Unstructured builds open-source and commercial tools that enable developers to preprocess and transform unstructured data — PDFs, HTML, Word docs, images, and more — for AI / ML pipelines. Our solutions power production-grade, scalable generative AI use cases at leading enterprises.
We’re a team of builders obsessed with performance, simplicity, and reliability. If you’re excited by complex systems, cutting-edge ML infrastructure, and high-impact problems, we’d love to meet you.
We’re looking for a
Site Reliability Engineer to help us scale our infrastructure, automate deployments, and ensure the reliability and performance of our systems as we grow. This role is critical to the health of our platform and will work closely with Engineering, Product, and Customer teams to deliver resilient and efficient software systems for enterprise deployments.
You'll have the opportunity to work across a modern stack (Python, Kubernetes, Helm, CI / CD with GitHub Actions, etc.), influence infrastructure decisions from day one, and help shape reliability culture across the company.

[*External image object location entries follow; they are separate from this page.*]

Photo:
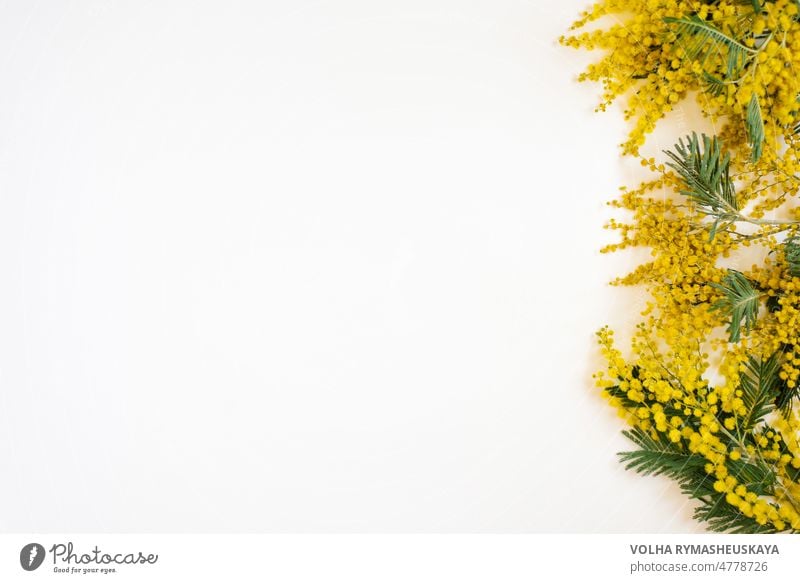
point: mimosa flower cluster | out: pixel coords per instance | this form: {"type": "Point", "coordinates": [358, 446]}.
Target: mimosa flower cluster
{"type": "Point", "coordinates": [710, 382]}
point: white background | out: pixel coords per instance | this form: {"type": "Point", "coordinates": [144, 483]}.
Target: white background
{"type": "Point", "coordinates": [308, 266]}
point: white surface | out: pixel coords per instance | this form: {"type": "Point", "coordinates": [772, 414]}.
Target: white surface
{"type": "Point", "coordinates": [307, 266]}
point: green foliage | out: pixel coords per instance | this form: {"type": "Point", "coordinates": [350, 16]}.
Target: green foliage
{"type": "Point", "coordinates": [705, 172]}
{"type": "Point", "coordinates": [791, 249]}
{"type": "Point", "coordinates": [701, 40]}
{"type": "Point", "coordinates": [755, 128]}
{"type": "Point", "coordinates": [722, 517]}
{"type": "Point", "coordinates": [656, 456]}
{"type": "Point", "coordinates": [740, 303]}
{"type": "Point", "coordinates": [760, 389]}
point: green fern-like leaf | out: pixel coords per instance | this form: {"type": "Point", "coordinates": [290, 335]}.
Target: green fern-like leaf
{"type": "Point", "coordinates": [760, 389]}
{"type": "Point", "coordinates": [791, 248]}
{"type": "Point", "coordinates": [755, 128]}
{"type": "Point", "coordinates": [740, 303]}
{"type": "Point", "coordinates": [705, 172]}
{"type": "Point", "coordinates": [701, 40]}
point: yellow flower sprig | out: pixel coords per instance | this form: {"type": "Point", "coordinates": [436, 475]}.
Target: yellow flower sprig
{"type": "Point", "coordinates": [709, 387]}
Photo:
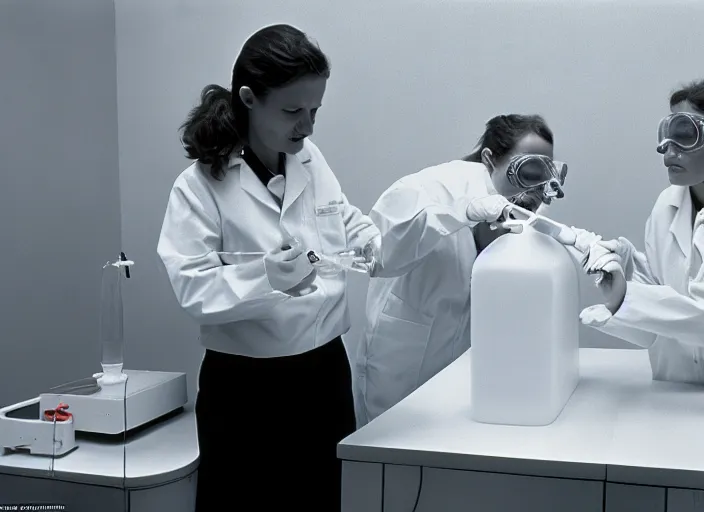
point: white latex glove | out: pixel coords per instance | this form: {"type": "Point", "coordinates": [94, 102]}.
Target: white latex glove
{"type": "Point", "coordinates": [595, 316]}
{"type": "Point", "coordinates": [612, 284]}
{"type": "Point", "coordinates": [625, 249]}
{"type": "Point", "coordinates": [372, 256]}
{"type": "Point", "coordinates": [287, 266]}
{"type": "Point", "coordinates": [585, 239]}
{"type": "Point", "coordinates": [487, 209]}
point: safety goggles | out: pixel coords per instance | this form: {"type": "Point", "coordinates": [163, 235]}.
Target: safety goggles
{"type": "Point", "coordinates": [533, 171]}
{"type": "Point", "coordinates": [683, 130]}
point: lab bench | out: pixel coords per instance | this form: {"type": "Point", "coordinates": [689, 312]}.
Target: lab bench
{"type": "Point", "coordinates": [154, 470]}
{"type": "Point", "coordinates": [623, 443]}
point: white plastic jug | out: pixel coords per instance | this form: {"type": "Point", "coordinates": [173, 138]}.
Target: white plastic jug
{"type": "Point", "coordinates": [524, 329]}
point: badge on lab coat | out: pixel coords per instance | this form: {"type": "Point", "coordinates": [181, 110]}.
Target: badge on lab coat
{"type": "Point", "coordinates": [333, 208]}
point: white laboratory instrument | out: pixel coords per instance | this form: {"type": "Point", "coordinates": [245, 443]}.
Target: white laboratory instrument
{"type": "Point", "coordinates": [112, 402]}
{"type": "Point", "coordinates": [525, 328]}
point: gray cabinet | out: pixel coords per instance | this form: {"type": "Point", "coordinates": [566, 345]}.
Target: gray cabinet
{"type": "Point", "coordinates": [634, 498]}
{"type": "Point", "coordinates": [469, 491]}
{"type": "Point", "coordinates": [685, 500]}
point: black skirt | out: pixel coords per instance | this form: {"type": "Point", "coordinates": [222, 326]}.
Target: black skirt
{"type": "Point", "coordinates": [268, 430]}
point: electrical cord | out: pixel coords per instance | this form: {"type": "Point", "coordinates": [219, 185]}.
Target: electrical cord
{"type": "Point", "coordinates": [126, 496]}
{"type": "Point", "coordinates": [420, 489]}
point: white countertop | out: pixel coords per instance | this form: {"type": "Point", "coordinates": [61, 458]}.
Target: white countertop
{"type": "Point", "coordinates": [162, 453]}
{"type": "Point", "coordinates": [619, 426]}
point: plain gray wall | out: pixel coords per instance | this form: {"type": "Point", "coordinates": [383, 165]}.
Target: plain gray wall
{"type": "Point", "coordinates": [59, 197]}
{"type": "Point", "coordinates": [412, 85]}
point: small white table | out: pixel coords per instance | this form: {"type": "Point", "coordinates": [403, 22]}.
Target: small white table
{"type": "Point", "coordinates": [623, 443]}
{"type": "Point", "coordinates": [155, 470]}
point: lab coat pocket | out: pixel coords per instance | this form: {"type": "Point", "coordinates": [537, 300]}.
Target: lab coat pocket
{"type": "Point", "coordinates": [331, 228]}
{"type": "Point", "coordinates": [250, 264]}
{"type": "Point", "coordinates": [395, 355]}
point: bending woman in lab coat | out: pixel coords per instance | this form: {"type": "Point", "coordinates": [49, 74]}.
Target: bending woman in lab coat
{"type": "Point", "coordinates": [433, 225]}
{"type": "Point", "coordinates": [655, 299]}
{"type": "Point", "coordinates": [275, 390]}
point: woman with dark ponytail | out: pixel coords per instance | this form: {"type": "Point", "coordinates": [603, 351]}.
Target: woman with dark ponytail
{"type": "Point", "coordinates": [274, 395]}
{"type": "Point", "coordinates": [434, 223]}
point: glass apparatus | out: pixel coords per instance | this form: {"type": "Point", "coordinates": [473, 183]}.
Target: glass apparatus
{"type": "Point", "coordinates": [112, 338]}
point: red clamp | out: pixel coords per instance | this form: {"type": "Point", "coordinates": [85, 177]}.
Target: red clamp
{"type": "Point", "coordinates": [58, 414]}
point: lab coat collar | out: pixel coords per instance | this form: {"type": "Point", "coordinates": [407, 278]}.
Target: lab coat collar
{"type": "Point", "coordinates": [681, 226]}
{"type": "Point", "coordinates": [297, 178]}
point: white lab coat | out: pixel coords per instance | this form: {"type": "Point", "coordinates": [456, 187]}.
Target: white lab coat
{"type": "Point", "coordinates": [664, 305]}
{"type": "Point", "coordinates": [418, 320]}
{"type": "Point", "coordinates": [213, 240]}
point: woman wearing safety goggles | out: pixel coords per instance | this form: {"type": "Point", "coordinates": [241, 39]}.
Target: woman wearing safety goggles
{"type": "Point", "coordinates": [655, 299]}
{"type": "Point", "coordinates": [433, 224]}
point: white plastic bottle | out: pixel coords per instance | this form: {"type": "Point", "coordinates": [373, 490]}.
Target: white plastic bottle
{"type": "Point", "coordinates": [524, 330]}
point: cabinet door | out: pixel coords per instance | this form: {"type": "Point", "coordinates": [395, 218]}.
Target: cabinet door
{"type": "Point", "coordinates": [17, 490]}
{"type": "Point", "coordinates": [685, 500]}
{"type": "Point", "coordinates": [469, 491]}
{"type": "Point", "coordinates": [634, 498]}
{"type": "Point", "coordinates": [362, 486]}
{"type": "Point", "coordinates": [178, 496]}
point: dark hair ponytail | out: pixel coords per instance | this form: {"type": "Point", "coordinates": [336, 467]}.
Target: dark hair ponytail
{"type": "Point", "coordinates": [503, 132]}
{"type": "Point", "coordinates": [693, 93]}
{"type": "Point", "coordinates": [271, 58]}
{"type": "Point", "coordinates": [209, 133]}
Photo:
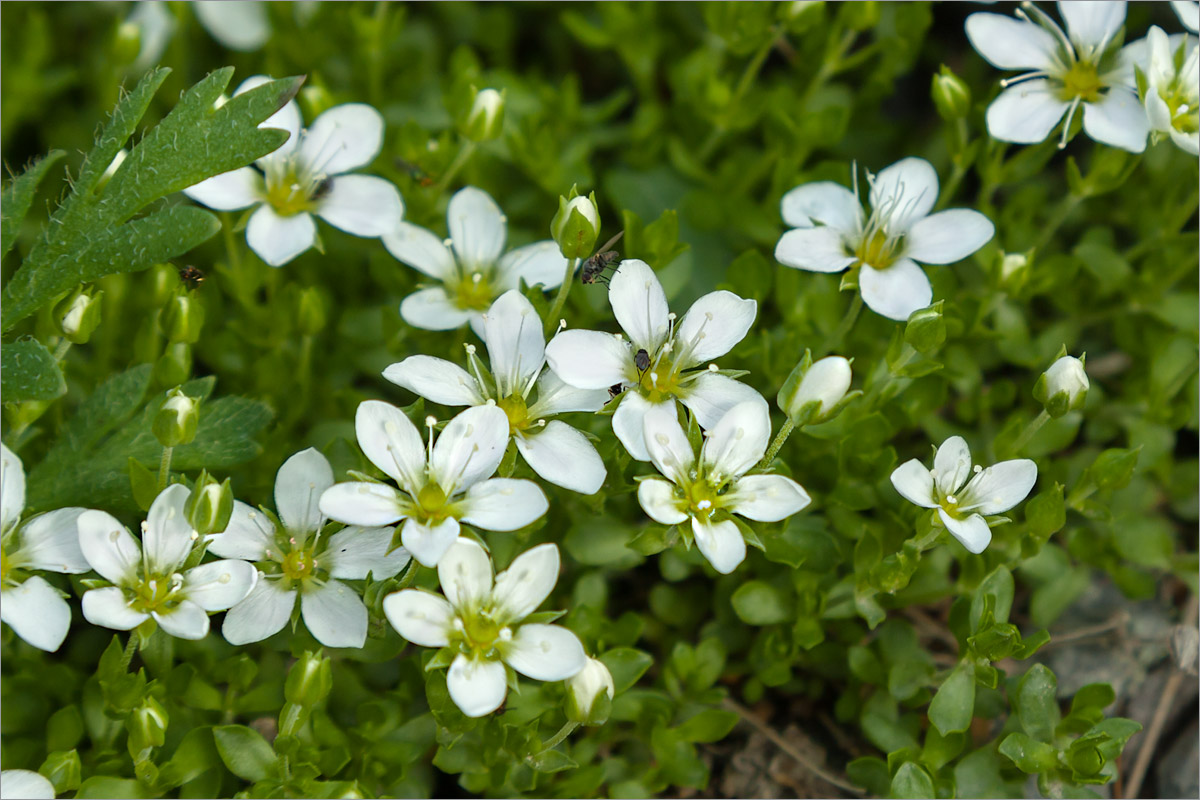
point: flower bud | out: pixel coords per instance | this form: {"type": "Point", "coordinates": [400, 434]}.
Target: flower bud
{"type": "Point", "coordinates": [815, 391]}
{"type": "Point", "coordinates": [589, 693]}
{"type": "Point", "coordinates": [486, 116]}
{"type": "Point", "coordinates": [183, 319]}
{"type": "Point", "coordinates": [175, 421]}
{"type": "Point", "coordinates": [1063, 386]}
{"type": "Point", "coordinates": [951, 95]}
{"type": "Point", "coordinates": [309, 680]}
{"type": "Point", "coordinates": [210, 505]}
{"type": "Point", "coordinates": [78, 316]}
{"type": "Point", "coordinates": [576, 226]}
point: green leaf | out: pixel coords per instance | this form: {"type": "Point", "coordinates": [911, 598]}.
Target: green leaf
{"type": "Point", "coordinates": [245, 752]}
{"type": "Point", "coordinates": [28, 372]}
{"type": "Point", "coordinates": [18, 196]}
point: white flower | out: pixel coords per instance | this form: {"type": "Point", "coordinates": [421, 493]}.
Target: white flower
{"type": "Point", "coordinates": [480, 620]}
{"type": "Point", "coordinates": [298, 564]}
{"type": "Point", "coordinates": [516, 349]}
{"type": "Point", "coordinates": [1171, 66]}
{"type": "Point", "coordinates": [709, 489]}
{"type": "Point", "coordinates": [29, 605]}
{"type": "Point", "coordinates": [439, 491]}
{"type": "Point", "coordinates": [148, 578]}
{"type": "Point", "coordinates": [471, 265]}
{"type": "Point", "coordinates": [829, 234]}
{"type": "Point", "coordinates": [657, 365]}
{"type": "Point", "coordinates": [963, 505]}
{"type": "Point", "coordinates": [1066, 70]}
{"type": "Point", "coordinates": [24, 785]}
{"type": "Point", "coordinates": [307, 175]}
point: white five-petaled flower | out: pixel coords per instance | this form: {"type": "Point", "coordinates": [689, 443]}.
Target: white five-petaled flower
{"type": "Point", "coordinates": [149, 577]}
{"type": "Point", "coordinates": [299, 564]}
{"type": "Point", "coordinates": [29, 605]}
{"type": "Point", "coordinates": [963, 505]}
{"type": "Point", "coordinates": [516, 349]}
{"type": "Point", "coordinates": [471, 265]}
{"type": "Point", "coordinates": [307, 175]}
{"type": "Point", "coordinates": [480, 619]}
{"type": "Point", "coordinates": [711, 488]}
{"type": "Point", "coordinates": [657, 365]}
{"type": "Point", "coordinates": [1065, 71]}
{"type": "Point", "coordinates": [439, 488]}
{"type": "Point", "coordinates": [831, 234]}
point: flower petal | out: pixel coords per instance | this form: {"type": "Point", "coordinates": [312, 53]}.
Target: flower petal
{"type": "Point", "coordinates": [239, 188]}
{"type": "Point", "coordinates": [948, 236]}
{"type": "Point", "coordinates": [720, 542]}
{"type": "Point", "coordinates": [640, 305]}
{"type": "Point", "coordinates": [184, 621]}
{"type": "Point", "coordinates": [767, 498]}
{"type": "Point", "coordinates": [247, 536]}
{"type": "Point", "coordinates": [108, 607]}
{"type": "Point", "coordinates": [469, 449]}
{"type": "Point", "coordinates": [545, 653]}
{"type": "Point", "coordinates": [526, 583]}
{"type": "Point", "coordinates": [660, 503]}
{"type": "Point", "coordinates": [108, 547]}
{"type": "Point", "coordinates": [1026, 113]}
{"type": "Point", "coordinates": [591, 359]}
{"type": "Point", "coordinates": [219, 585]}
{"type": "Point", "coordinates": [429, 543]}
{"type": "Point", "coordinates": [477, 686]}
{"type": "Point", "coordinates": [363, 205]}
{"type": "Point", "coordinates": [466, 575]}
{"type": "Point", "coordinates": [915, 483]}
{"type": "Point", "coordinates": [299, 485]}
{"type": "Point", "coordinates": [420, 250]}
{"type": "Point", "coordinates": [714, 325]}
{"type": "Point", "coordinates": [973, 531]}
{"type": "Point", "coordinates": [334, 614]}
{"type": "Point", "coordinates": [354, 552]}
{"type": "Point", "coordinates": [436, 379]}
{"type": "Point", "coordinates": [477, 228]}
{"type": "Point", "coordinates": [262, 614]}
{"type": "Point", "coordinates": [503, 504]}
{"type": "Point", "coordinates": [1117, 120]}
{"type": "Point", "coordinates": [739, 439]}
{"type": "Point", "coordinates": [277, 240]}
{"type": "Point", "coordinates": [897, 290]}
{"type": "Point", "coordinates": [342, 138]}
{"type": "Point", "coordinates": [432, 310]}
{"type": "Point", "coordinates": [51, 541]}
{"type": "Point", "coordinates": [816, 250]}
{"type": "Point", "coordinates": [563, 456]}
{"type": "Point", "coordinates": [906, 191]}
{"type": "Point", "coordinates": [1008, 43]}
{"type": "Point", "coordinates": [391, 441]}
{"type": "Point", "coordinates": [822, 203]}
{"type": "Point", "coordinates": [37, 613]}
{"type": "Point", "coordinates": [1000, 487]}
{"type": "Point", "coordinates": [420, 617]}
{"type": "Point", "coordinates": [540, 263]}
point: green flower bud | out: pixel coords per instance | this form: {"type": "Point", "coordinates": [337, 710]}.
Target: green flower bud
{"type": "Point", "coordinates": [78, 316]}
{"type": "Point", "coordinates": [485, 119]}
{"type": "Point", "coordinates": [309, 680]}
{"type": "Point", "coordinates": [576, 226]}
{"type": "Point", "coordinates": [175, 421]}
{"type": "Point", "coordinates": [210, 505]}
{"type": "Point", "coordinates": [1063, 386]}
{"type": "Point", "coordinates": [589, 693]}
{"type": "Point", "coordinates": [951, 95]}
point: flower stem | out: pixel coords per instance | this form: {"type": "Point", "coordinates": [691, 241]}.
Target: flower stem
{"type": "Point", "coordinates": [561, 298]}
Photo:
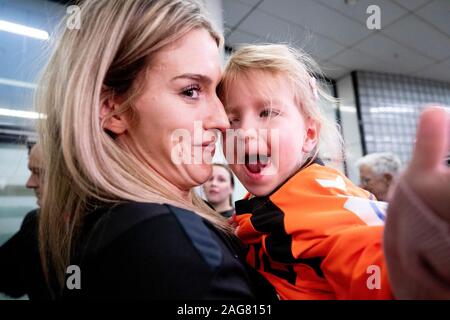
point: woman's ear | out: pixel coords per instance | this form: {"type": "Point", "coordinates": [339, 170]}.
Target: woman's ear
{"type": "Point", "coordinates": [112, 122]}
{"type": "Point", "coordinates": [311, 135]}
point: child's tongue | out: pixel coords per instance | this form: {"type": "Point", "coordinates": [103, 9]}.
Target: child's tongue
{"type": "Point", "coordinates": [254, 168]}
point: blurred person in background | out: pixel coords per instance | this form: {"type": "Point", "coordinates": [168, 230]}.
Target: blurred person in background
{"type": "Point", "coordinates": [377, 171]}
{"type": "Point", "coordinates": [219, 190]}
{"type": "Point", "coordinates": [20, 268]}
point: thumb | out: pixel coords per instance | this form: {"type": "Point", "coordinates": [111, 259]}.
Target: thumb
{"type": "Point", "coordinates": [432, 139]}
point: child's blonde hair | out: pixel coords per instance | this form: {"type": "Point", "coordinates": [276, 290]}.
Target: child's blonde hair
{"type": "Point", "coordinates": [298, 67]}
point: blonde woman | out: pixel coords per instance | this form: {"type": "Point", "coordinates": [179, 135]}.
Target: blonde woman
{"type": "Point", "coordinates": [116, 204]}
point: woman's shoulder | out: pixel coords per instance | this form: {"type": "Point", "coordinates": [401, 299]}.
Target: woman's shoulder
{"type": "Point", "coordinates": [126, 223]}
{"type": "Point", "coordinates": [107, 223]}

This role is hybrid in San Francisco—join us in-office 3x a week for deep collaboration, whiteboard sessions, and hands-on impact.
What You'll Do
Design and implement highly available, scalable, and observable systems across our platform
Automate infrastructure with tools like Terraform, Pulumi, and build reusable CI / CD pipelines
Maintain and optimize Kubernetes clusters, container orchestration, and service mesh configurations
Set up and manage monitoring and alerting for performance, reliability, and uptime (e.g., Elastic, Prometheus, Grafana, Datadog)
Improve developer velocity through tooling, automation, and infrastructure improvements
Lead or support incident response, root cause analysis, and blameless postmortems
Partner with engineering teams on production readiness, capacity planning, and rollout strategies
What We're Looking For
4+ years of experience in an SRE, DevOps, or Infrastructure Engineering role
Deep expertise in cloud platforms (AWS, GCP, or Azure)
Hands-on experience with Kubernetes, Docker, and container orchestration
Strong skills in Linux systems, networking, and scripting (e.g., Bash, Python, Go)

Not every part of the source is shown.